CAICT Releases First-Phase Test Results of "FangSheng" Omni-Modal Large Model Benchmark, Human Counterfactual Reasoning Significantly Ahead

2026-05-12 14:08

Favorite

en.Wedoany.com Reported - Wedoany News, The China Academy of Information and Communications Technology (CAICT) officially released the first-phase results of the "FangSheng-OmniModal" large model benchmark test on May 12, 2026. This evaluation focused on the counterfactual reasoning capability of omni-modal large models—requiring models to perform hypothetical causal inference based on the integration of text, audio, and video information. The human baseline significantly outperformed all tested large models in this capability.

The evaluation system covers three categories: closed-source large models, open-source omni-modal large models, and audio-visual large language models. The test data is constructed around audio and video, compatible with multimodal combinations, and covers various video durations. The question bank has undergone multiple rounds of manual verification to ensure objective and unique answers. In terms of capability verification, the system establishes three core tasks: reasoning, generation, and interaction, covering key cognitive and application capabilities such as counterfactual assumptions, temporal causality, audio-visual coordination, 3D rendering, and dynamic interaction. At the data construction level, it achieves full-modal coverage from text, images, and audio to long video sequences and 3D point clouds, and introduces multi-dimensional annotations including modal complexity, scene authenticity, human preference, and video length.

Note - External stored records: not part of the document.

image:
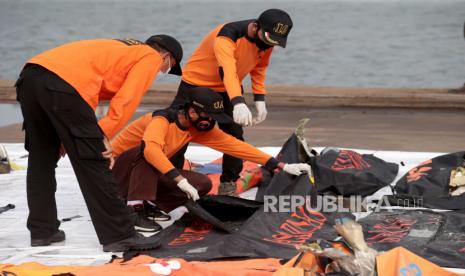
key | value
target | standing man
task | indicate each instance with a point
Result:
(58, 91)
(226, 55)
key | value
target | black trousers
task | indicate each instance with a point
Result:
(54, 114)
(232, 166)
(139, 180)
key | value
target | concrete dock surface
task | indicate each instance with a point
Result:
(431, 120)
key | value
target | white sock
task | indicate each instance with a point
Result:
(135, 202)
(150, 202)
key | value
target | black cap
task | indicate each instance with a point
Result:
(275, 25)
(209, 102)
(171, 45)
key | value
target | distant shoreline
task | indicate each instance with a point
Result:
(305, 96)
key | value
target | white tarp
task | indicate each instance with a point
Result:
(81, 246)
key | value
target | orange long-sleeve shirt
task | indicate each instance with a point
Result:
(163, 138)
(224, 58)
(106, 69)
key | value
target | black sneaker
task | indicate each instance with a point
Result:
(135, 242)
(227, 188)
(142, 223)
(154, 213)
(57, 237)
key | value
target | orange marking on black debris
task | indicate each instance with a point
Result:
(348, 159)
(393, 230)
(299, 228)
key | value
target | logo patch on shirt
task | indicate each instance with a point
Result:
(218, 105)
(130, 41)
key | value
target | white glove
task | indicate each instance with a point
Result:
(242, 114)
(297, 169)
(261, 112)
(188, 189)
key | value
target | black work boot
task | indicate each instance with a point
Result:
(227, 188)
(155, 213)
(57, 237)
(142, 223)
(135, 242)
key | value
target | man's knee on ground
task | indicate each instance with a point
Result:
(203, 185)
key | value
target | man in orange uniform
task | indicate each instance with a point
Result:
(144, 171)
(58, 91)
(223, 59)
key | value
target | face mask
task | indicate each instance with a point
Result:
(203, 123)
(169, 66)
(260, 44)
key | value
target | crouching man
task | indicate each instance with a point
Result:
(147, 178)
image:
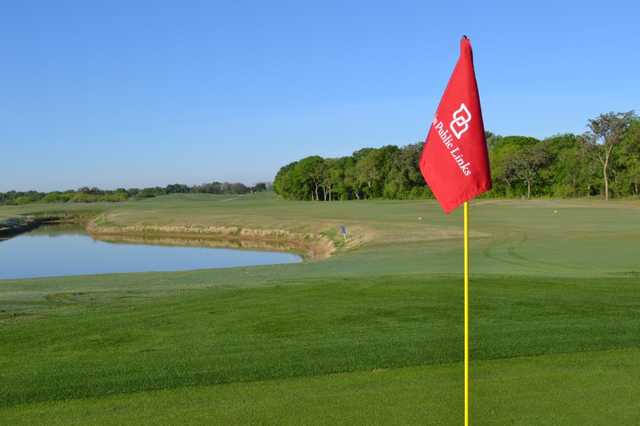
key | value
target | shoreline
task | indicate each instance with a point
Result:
(308, 246)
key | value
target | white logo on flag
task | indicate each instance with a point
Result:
(460, 122)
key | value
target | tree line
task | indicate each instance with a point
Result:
(91, 195)
(602, 162)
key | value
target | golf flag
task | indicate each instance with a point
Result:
(454, 159)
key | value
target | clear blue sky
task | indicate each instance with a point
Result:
(140, 93)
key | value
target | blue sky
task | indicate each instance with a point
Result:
(141, 93)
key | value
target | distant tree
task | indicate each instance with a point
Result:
(605, 133)
(526, 164)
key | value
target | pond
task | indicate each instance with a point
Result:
(58, 250)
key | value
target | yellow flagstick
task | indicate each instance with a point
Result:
(466, 314)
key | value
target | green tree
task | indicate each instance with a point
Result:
(605, 133)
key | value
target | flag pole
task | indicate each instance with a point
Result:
(466, 313)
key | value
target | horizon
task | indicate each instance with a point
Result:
(93, 98)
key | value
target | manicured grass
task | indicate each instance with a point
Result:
(370, 336)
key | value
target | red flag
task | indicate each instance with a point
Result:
(454, 160)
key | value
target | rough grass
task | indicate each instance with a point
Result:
(371, 336)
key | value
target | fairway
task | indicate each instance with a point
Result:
(369, 335)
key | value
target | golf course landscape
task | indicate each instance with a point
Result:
(368, 329)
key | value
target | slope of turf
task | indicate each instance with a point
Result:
(555, 322)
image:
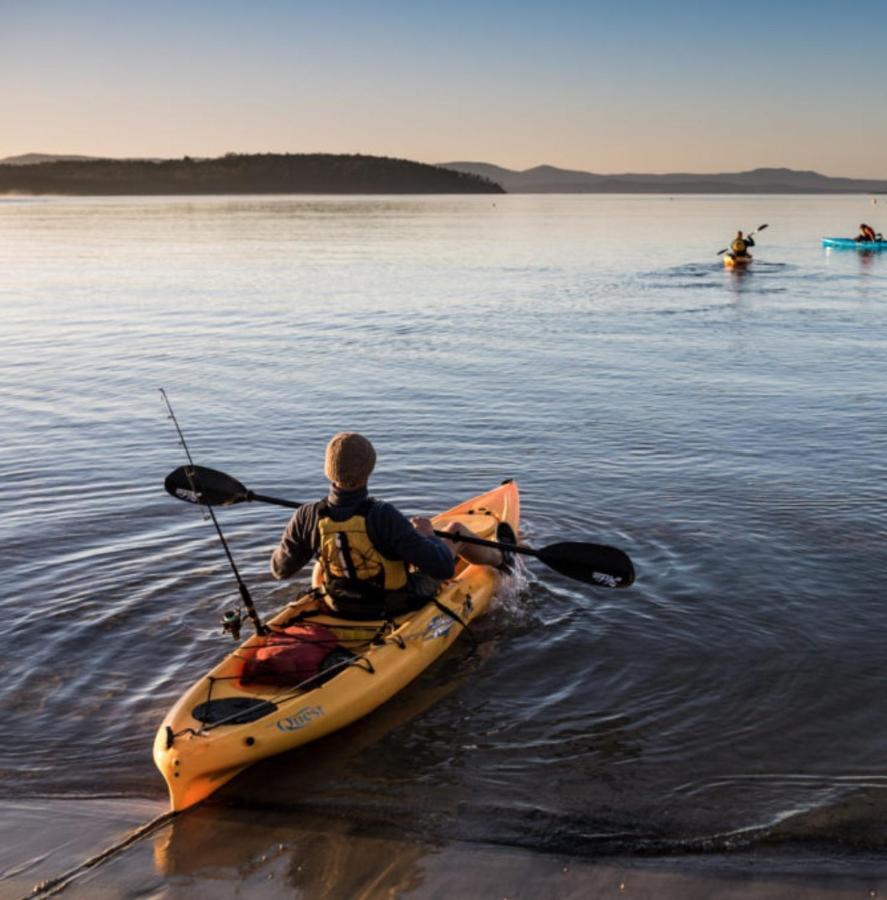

The overall test results reveal three core findings. First, the average accuracy of human answers far exceeds that of the tested large models, indicating a significant gap still exists between current omni-modal large models and human levels in the high-order cognitive task of cross-modal causal reasoning. Second, there is a clear performance stratification between open-source and closed-source models, with the average accuracy of closed-source large models higher than that of open-source omni-modal large models, reflecting the critical supporting role of high-quality omni-modal data and training computation power for models' counterfactual reasoning capabilities. Third, some audio-visual large language models ranked lower in the evaluation, suggesting that relying solely on audio-visual fusion training is difficult to achieve high-quality counterfactual reasoning, while omni-modal joint pre-training shows a clear advantage in this task.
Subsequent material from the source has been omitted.